To navigate the document you basically use 'get_children' all the time.
xml::Document doc;
doc.read_from_file("message.xml");
xml::Element* message = doc.get_root_node();
assert(message != NULL);
assert(message->get_name() == "message");
assert(message->get_attribute("version") == "1.2");
std::vector<xml::Node*> children = root->get_children();
std::vector<std::string> recipients;
for (unsigned int i; i < children.size(); i++)
{
xml::Element* element = dynamic_cast<xml::Element*>(children[i]);
if (element != NULL && element->get_name() == "to")
{
recipients.push_back(element->get_text());
}
}
Basically you create a document; in this case we simply create it on the stack. This has the advantage that we don't have to bother about it being deleted. The same is with all child objects, they are managed by their parents and as a result by the document. The important bit to remember is that a node will be deleted once the document is deleted. So if you happen to pass node pointers around, you need to ensure that your document lives longer than the context in which the pointer is used.
After creating the document you can read it from file with read_from_file
.
Alternately you can also read it from any stream with read_from_stream
.
The first thing you need to do is get the root element. This is simply done by calling 'get_root_element'. In this case we get an Element object. In the case here we check if the root node really is a message element and the attribute 'version' is 1.2.
To access the children of the root element, you call 'get_children'. Here you
get a vector of Node
object. These can be anything from Element
, TextNode
to CDataNode
. In contrast to other DOM implementations you do not get
attributes as Node object. They can only be accessed though get_attribute
and
friends. To check the type of node, you need to use dynamic_cast
. In this case
we are looking for nodes of type Element
that are "to".
As a simplification, the inner text of an element can be accessed though
get_text
. It would also be possible to call get_children
and cast the
resulting Node
to TextNode
and call get_value
on it.
libxmlmm features the ability to use XPath to access values in a document.
To access single values you can use query_string
and query_number
and to
access nodes you can use find_node
for one node and find_nodes
for multiple
nodes.

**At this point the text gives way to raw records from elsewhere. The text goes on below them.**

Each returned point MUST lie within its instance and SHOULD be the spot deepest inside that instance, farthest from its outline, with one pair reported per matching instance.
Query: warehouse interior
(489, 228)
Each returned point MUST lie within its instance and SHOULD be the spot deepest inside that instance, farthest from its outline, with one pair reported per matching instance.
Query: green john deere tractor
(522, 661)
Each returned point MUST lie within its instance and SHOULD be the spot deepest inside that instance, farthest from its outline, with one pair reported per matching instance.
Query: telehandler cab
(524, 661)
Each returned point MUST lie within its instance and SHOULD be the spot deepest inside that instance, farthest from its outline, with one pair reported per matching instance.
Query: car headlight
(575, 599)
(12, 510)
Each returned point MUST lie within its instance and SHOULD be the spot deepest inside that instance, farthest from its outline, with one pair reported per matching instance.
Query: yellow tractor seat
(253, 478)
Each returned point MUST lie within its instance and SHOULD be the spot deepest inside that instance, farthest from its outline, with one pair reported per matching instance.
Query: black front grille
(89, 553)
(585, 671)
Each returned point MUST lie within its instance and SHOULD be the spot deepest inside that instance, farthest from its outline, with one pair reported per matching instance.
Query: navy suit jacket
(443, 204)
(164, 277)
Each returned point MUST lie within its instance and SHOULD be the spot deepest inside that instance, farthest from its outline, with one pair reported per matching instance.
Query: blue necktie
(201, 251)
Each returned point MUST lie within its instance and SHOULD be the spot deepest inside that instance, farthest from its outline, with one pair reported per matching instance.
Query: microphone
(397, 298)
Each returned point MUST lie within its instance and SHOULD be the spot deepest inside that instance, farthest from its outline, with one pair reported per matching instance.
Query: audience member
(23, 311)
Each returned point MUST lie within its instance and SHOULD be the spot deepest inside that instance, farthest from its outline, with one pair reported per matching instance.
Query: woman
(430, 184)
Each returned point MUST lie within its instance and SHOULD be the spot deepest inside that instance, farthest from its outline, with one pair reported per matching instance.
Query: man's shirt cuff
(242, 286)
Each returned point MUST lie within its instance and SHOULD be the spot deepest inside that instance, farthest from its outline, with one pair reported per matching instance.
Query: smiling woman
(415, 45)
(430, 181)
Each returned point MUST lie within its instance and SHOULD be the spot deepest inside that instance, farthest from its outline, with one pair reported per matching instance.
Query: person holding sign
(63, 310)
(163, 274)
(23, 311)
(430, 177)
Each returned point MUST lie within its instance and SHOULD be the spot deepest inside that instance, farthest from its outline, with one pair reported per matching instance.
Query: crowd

As a shortcut you may also use find_element
and find_elements
if
you are sure that the result of your query are only elements.
xml::Document doc;
doc.read_from_file("message.xml");
assert("1.2" == doc.query_string("/message/@version"));
double recipients_count = doc.query_number("count(/message/to)");
std::vector<std::string> recipients(static_cast<size_t>(recipients_count));
std::vector<xml::Element*> to_elements doc.find_elements("/message/to");
assert(recipients_count == to_elements.size());
for (unsigned int i; i < to_elements.size(); i++)
{
recipients.push_back(to_elements[i]->get_text());
}
This approach starts like the other with creating and reading a document.
First we check the version by calling query_string
. The important thing to
remember is that when the XPath query fails it will throw a InvalidXPath
exception, so by simply calling query_string
, it is ensured that there is a
root element named 'message' and it has an attribute names 'version'.
The next thing we do is demonstrate query_number
. The clever programmer will
notice that we can also get the value from to_elements.size()
and that is
probably 100 times faster. Nevertheless query_number
will return a double
containing the number of 'to' elements. 'query_number' is especially useful for
XPath queries that do not return nodes, such as the XPath function count
.
Finally we query all 'to' elements with query_elements
. This can also be done
with query_nodes
and the code would look like the enumeration example. This
shows why this method is so useful, it make much cleaner code in those cases
where you are accessing only elements; and experience shows that when working
with XML you will probably query 80% of the time for elements.
Which approach you take depends on your use case. Basically the XPath approach is simpler, but will probably be slower, since the XPath must be evaluated. It is up to you to gauge the tradeoff between speed and simplicity.